Paper No. 25-1
Presentation Time: 8:00 AM
MIXED SIGNALS: EXPLORING VARYING CONNECTIONS BETWEEN THE MIOCENE-PLIOCENE PALEO-BRAHMAPUTRA DELTA AND THE BENGAL AND NICOBAR FANS
Miocene-Pliocene facies within the Indo-Burman Ranges (IBR) indicate sedimentary environments equivalent to modern analogs on the Ganges-Brahmaputra-Meghna delta (GBMD). Depositional settings ranging from large fluvial, intertidal/upper shelf, and lower shelf/slope environments are recognized within the Tipam, Upper Surma, and Middle-lower Surma Formations, respectively. We use detrital zircon (DZ) U-Pb LA-ICPMS analyses to link changing provenance with syn-depositional tectonics and delta processes.

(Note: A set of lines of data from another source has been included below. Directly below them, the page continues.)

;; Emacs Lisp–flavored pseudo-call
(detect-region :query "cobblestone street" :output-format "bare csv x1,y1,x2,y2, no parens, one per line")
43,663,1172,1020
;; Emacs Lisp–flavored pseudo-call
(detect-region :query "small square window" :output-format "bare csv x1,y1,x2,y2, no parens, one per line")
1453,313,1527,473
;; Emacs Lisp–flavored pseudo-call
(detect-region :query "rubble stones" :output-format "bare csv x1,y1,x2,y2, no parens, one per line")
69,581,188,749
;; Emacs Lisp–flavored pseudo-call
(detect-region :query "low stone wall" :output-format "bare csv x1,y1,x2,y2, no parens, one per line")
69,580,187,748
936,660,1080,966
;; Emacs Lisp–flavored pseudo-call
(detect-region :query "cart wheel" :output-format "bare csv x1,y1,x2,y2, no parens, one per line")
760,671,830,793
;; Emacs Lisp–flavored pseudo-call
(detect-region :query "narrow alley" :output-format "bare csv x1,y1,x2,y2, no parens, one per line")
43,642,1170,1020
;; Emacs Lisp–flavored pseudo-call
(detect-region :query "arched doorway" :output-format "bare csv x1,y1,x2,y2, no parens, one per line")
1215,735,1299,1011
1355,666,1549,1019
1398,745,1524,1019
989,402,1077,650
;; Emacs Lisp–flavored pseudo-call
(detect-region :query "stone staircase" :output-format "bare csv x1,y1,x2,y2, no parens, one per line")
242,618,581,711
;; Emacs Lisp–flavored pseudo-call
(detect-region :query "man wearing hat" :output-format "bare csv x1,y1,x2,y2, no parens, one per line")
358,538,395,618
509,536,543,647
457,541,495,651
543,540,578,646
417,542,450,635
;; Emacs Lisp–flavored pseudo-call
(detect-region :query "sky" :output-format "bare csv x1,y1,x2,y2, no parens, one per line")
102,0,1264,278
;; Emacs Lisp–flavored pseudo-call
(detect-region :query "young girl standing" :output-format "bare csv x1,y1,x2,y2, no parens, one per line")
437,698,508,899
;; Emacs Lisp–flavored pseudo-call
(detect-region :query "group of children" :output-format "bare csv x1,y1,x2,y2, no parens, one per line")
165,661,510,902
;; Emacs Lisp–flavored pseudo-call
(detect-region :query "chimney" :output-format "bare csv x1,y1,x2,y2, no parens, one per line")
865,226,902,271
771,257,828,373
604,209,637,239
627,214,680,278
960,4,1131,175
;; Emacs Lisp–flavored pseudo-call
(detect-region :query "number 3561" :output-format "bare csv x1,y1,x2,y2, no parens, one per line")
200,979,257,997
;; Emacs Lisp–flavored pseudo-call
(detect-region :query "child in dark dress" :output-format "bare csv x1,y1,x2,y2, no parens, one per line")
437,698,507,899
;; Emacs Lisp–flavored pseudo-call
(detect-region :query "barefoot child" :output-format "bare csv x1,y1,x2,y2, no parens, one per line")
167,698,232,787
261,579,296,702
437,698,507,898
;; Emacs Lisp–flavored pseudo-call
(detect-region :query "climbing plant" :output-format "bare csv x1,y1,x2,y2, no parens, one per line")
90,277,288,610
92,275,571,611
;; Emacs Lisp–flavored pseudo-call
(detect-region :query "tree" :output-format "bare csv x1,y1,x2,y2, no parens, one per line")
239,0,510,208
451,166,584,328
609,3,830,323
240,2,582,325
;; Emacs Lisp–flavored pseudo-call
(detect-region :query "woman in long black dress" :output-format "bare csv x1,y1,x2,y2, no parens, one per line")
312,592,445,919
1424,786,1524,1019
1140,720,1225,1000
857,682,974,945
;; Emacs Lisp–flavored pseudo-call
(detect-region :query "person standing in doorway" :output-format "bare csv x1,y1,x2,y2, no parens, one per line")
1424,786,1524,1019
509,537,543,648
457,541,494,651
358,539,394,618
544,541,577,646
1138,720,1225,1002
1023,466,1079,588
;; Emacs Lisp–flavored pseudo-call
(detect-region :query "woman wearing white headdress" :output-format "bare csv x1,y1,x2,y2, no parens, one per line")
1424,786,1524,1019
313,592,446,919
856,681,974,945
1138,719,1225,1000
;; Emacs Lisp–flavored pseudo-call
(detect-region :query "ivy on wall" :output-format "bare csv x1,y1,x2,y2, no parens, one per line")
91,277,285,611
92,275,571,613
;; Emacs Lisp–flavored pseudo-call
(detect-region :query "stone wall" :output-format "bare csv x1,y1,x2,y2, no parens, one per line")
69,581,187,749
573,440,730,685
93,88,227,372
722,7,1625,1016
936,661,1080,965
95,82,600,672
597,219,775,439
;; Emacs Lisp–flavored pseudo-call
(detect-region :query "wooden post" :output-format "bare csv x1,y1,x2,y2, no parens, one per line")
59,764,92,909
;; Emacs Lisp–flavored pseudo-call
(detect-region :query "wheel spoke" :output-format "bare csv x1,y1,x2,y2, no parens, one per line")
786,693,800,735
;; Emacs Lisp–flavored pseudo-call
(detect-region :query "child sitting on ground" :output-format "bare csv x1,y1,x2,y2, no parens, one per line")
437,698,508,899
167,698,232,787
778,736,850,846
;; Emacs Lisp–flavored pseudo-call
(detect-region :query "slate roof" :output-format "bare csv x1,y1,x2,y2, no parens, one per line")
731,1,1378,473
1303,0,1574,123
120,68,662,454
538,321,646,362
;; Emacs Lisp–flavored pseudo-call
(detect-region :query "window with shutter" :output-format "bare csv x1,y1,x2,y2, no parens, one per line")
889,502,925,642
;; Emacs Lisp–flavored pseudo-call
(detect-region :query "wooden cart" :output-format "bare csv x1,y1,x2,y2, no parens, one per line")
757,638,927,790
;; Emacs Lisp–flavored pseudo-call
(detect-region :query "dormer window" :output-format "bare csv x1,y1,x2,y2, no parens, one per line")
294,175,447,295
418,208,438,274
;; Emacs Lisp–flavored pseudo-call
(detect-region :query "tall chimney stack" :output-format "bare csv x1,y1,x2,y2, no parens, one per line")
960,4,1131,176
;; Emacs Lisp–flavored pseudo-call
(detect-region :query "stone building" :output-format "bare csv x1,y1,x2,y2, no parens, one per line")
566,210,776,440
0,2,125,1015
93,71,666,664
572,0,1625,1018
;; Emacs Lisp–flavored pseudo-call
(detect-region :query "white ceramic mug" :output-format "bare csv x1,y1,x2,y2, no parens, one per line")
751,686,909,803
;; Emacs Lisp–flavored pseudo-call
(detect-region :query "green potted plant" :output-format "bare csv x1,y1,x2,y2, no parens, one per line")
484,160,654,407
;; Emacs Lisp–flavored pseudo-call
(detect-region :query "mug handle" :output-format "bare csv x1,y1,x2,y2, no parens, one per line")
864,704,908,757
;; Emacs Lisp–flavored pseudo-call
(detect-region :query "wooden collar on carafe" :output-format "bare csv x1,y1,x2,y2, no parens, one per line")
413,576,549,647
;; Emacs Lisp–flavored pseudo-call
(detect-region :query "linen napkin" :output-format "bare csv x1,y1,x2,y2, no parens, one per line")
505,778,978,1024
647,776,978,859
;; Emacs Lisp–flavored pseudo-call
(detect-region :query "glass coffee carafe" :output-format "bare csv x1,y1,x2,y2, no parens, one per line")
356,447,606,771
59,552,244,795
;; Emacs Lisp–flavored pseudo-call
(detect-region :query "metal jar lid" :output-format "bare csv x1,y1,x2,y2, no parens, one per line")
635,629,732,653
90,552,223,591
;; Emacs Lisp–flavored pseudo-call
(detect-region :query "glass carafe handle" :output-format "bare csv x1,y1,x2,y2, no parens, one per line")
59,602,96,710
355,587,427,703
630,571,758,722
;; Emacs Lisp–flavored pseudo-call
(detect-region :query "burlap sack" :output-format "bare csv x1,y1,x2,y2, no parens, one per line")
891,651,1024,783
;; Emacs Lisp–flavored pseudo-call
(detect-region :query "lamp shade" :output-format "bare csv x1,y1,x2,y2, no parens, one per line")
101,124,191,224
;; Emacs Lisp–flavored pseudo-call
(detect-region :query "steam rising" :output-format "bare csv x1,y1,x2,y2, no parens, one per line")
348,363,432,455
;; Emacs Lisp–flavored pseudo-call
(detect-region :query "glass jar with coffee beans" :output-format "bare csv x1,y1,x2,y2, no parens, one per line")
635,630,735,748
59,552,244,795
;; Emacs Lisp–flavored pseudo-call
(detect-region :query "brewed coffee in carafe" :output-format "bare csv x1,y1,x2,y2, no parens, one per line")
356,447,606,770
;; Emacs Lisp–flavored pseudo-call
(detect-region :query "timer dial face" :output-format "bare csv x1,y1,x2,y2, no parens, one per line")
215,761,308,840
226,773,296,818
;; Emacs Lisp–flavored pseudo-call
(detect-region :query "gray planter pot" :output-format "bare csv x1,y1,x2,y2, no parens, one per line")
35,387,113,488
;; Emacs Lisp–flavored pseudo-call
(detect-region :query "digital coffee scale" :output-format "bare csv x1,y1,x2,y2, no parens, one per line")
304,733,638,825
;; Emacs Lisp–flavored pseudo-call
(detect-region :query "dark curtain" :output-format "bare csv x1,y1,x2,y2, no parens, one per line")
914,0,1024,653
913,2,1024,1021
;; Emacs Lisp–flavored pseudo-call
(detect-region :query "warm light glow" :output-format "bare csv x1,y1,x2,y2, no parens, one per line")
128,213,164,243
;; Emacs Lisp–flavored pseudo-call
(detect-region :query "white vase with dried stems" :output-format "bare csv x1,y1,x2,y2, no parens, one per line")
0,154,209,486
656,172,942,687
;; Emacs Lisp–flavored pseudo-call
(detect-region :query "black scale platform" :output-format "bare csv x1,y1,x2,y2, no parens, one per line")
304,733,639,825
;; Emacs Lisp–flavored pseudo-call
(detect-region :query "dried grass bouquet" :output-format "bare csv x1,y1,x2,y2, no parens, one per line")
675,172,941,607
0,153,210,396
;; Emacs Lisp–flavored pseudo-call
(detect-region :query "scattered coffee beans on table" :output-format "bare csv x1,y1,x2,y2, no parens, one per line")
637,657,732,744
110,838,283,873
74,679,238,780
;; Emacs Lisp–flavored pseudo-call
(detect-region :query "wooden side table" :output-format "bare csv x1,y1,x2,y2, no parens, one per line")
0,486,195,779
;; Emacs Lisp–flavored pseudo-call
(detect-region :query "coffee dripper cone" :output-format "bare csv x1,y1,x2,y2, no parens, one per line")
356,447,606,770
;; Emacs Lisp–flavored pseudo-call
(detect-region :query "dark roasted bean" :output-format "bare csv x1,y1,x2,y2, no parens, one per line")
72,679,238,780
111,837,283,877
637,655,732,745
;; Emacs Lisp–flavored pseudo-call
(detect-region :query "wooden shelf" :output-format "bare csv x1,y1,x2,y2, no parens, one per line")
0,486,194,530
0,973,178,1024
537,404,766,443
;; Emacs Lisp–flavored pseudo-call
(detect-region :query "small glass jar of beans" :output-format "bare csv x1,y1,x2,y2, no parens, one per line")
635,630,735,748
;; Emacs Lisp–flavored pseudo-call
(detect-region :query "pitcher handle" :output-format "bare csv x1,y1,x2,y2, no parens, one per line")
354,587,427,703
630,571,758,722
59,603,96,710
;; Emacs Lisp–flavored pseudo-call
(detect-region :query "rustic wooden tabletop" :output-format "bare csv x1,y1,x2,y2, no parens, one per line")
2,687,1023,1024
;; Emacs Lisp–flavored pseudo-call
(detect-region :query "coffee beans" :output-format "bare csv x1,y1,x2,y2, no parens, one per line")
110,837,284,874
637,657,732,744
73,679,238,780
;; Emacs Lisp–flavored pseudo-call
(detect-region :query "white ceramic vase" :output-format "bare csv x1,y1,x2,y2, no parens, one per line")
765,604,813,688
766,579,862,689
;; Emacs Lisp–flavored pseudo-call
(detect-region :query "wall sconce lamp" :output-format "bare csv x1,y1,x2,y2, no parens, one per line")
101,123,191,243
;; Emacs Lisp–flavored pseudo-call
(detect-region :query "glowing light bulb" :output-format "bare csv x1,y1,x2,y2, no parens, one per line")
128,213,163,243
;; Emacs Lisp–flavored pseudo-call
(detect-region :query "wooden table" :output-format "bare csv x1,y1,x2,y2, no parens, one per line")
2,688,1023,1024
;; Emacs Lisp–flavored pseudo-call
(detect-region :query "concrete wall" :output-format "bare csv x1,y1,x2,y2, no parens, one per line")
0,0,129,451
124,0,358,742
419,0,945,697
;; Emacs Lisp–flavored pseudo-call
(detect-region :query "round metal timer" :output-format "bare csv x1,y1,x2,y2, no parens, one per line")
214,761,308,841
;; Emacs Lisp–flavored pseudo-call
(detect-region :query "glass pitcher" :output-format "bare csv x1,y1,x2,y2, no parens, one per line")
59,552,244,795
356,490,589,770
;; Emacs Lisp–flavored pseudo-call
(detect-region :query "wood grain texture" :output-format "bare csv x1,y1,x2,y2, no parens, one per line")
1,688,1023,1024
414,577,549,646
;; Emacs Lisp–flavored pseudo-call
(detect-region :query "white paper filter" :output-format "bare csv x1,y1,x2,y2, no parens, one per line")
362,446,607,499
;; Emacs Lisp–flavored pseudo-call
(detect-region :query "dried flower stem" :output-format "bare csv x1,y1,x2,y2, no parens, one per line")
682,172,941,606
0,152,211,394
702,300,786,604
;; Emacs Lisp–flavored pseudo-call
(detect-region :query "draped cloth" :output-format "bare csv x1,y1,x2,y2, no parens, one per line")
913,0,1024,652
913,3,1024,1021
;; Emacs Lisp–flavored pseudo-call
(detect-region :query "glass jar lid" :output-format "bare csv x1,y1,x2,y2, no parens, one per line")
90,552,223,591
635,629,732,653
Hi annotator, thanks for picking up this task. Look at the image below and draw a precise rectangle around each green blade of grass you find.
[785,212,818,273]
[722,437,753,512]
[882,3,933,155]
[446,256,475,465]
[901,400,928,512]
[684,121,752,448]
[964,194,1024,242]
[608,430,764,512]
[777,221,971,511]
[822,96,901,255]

Detrital zircon spectra indicating Himalayan provenance appear in all of the DZ results. Significant proportions (≥ 25%) of < 200 Ma grains are present within the Miocene upper Surma (shallow marine) and Tipam (fluvial) sediments and are interpreted to record a Gangdese Batholith source. In contrast, the lower Surma (shelf to slope) and older deposits consist of Tethyan and Greater Himalayan-sourced sediments and contain a small (≤ 12%) proportion of grains < 200 Ma. These results indicate that the upper Surma and Tipam Groups represent an influx of deeply exhumed Himalayan source terrane sediments. Preliminary multidimensional scaling analyses show that Tipam and Upper Surma grains cluster with sediments from the modern Brahmaputra River and (to a lesser extent) the Miocene-Pliocene Nicobar Fan, whereas the middle-lower Surma shows associations with the Miocene-Pliocene Bengal Fan and contains a mixed Ganges/Brahmaputra signal. We present two possible hypotheses to explain mixed sediment source signatures within IBR outcrops: 1.) alongshore mixing of paleo-Ganges (west) and paleo-Brahmaputra (east) rivers, or 2.) a confluent early Miocene paleo-Ganges-Brahmaputra that separated by the late Miocene/early Pliocene. Alongshore sediment transport along hundreds of kms is observed across the modern GBMD, indicating that mixing across long distances is possible in this system. It has also been suggested that the Shillong massif progressively uplifted from east to west, which could account for a late Miocene-Pliocene separation of a once confluent paleo-Ganges-Brahmaputra river. Our results demonstrate, for the first time, linkage between Miocene fluvial deltaic deposits in the IBR and deep marine sedimentation in the Bengal and Nicobar fans.